Rev. Sharon Risher, center, visited Berkshire during the Dr. Martin Luther King Jr. holiday to share her story of loss, grief and forgiveness. 

The Berkshire community celebrated the Dr. Martin Luther King Jr. holiday by welcoming Reverend Sharon Washington Risher to campus on Jan. 21, a visit that concluded this year’s WeWeek.

Speaking in Allen Theater during an all-school assembly, Rev. Risher recounted the loss she experienced on June 17, 2015, when a gunman shot and killed eight people, including her mother, two cousins, and a childhood friend, at the Mother Emanuel African Methodist Episcopal Church in Charleston, South Carolina.

“I was shocked. I was angry, thinking how could this be?" said Risher, recalling her struggle with grief and forgiveness following the shooting. "Forgive? Who had time to even digest what had happened. Here I am, a woman of the cloth, talking about there is no instant forgiveness for me. I wanted time to process my thoughts and be authentic about what I felt.”

Members of COMETRY are joined on stage by Berkshire students following the group's powerful presentation during WeWeek.

It took two years, Risher explained, but eventually her faith allowed her to forgive the shooter.

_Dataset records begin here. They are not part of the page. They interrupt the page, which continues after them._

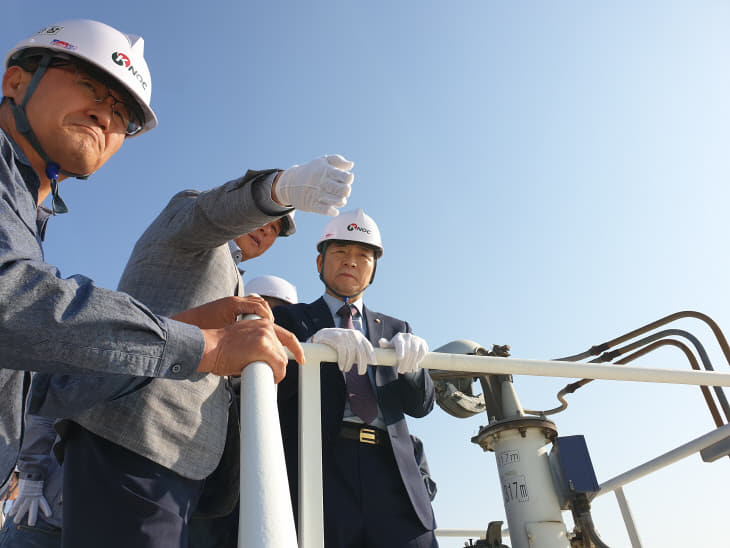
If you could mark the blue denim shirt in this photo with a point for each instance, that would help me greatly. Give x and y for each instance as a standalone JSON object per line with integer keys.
{"x": 66, "y": 325}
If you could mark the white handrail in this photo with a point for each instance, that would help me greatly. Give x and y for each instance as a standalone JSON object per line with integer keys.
{"x": 310, "y": 462}
{"x": 664, "y": 460}
{"x": 489, "y": 365}
{"x": 266, "y": 519}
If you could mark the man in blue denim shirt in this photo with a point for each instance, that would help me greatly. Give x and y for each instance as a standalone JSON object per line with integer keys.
{"x": 68, "y": 104}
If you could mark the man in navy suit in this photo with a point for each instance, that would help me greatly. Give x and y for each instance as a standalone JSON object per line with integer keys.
{"x": 374, "y": 493}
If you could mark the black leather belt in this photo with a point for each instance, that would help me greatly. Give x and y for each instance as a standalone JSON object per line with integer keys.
{"x": 366, "y": 435}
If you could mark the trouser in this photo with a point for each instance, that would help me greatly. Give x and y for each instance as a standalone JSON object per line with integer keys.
{"x": 365, "y": 502}
{"x": 40, "y": 535}
{"x": 114, "y": 498}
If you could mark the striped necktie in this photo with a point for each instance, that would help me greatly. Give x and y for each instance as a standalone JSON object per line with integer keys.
{"x": 359, "y": 390}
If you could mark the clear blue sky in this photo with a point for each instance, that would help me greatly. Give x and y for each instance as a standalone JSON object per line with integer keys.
{"x": 547, "y": 175}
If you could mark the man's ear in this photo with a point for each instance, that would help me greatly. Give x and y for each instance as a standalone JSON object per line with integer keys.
{"x": 15, "y": 82}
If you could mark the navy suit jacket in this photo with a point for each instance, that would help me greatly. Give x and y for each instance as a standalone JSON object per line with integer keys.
{"x": 397, "y": 395}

Today, Risher's energy is spent traveling the country speaking out against gun violence and on the power of forgiveness, inspired, in part, by the encounter she had with Dr. King when she was just a young girl and he was visiting Charleston. Sitting in the rear of a banquet hall and without a clear view of the civil rights leader, Risher heard a voice that made a lifelong impact on her.

“I remember thinking to myself, 'One day I want to be able to stand up and talk to people like that.' I didn't know it then, but that seed was planted in my spirit about being a communicator,” she said.

Filmmaker Taylor Sharp visits Berkshire on Jan. 14 to share his film Hoops Africa: Ubuntu Matters.

In addition to Rev. Risher's visit during WeWeek, students attended a presentation by COMETRY on Jan. 16. The presentation, heralded by students, faculty, and staff as one of the most powerful programs in recent memory, explored vulnerability, compassion, and community spirit.

To kick off WeWeek, Berkshire welcomed filmmaker Taylor Sharp to share his film Hoops Africa: Ubuntu Matters, which explores the concept of “Ubuntu"—an African philosophy meaning “I am, because you are."

"WeWeek is empowering," said Andrii Roman '20. "Hearing the guest speakers talk about overcoming their life-difficulties helped me to better understand how to deal with personal challenges. Becoming resilient and communicative, as well as recognizing one's own flaws are some of the lessons that I have learned, yet I also came to realize that it's not all just about myself. I see it now as a responsibility to care for the community I belong to because it's precisely what I would get in return; Ubuntu matters and so does WeWeek."

WeWeek was created in 2014 by Noah Faison '16 to celebrate diversity on campus.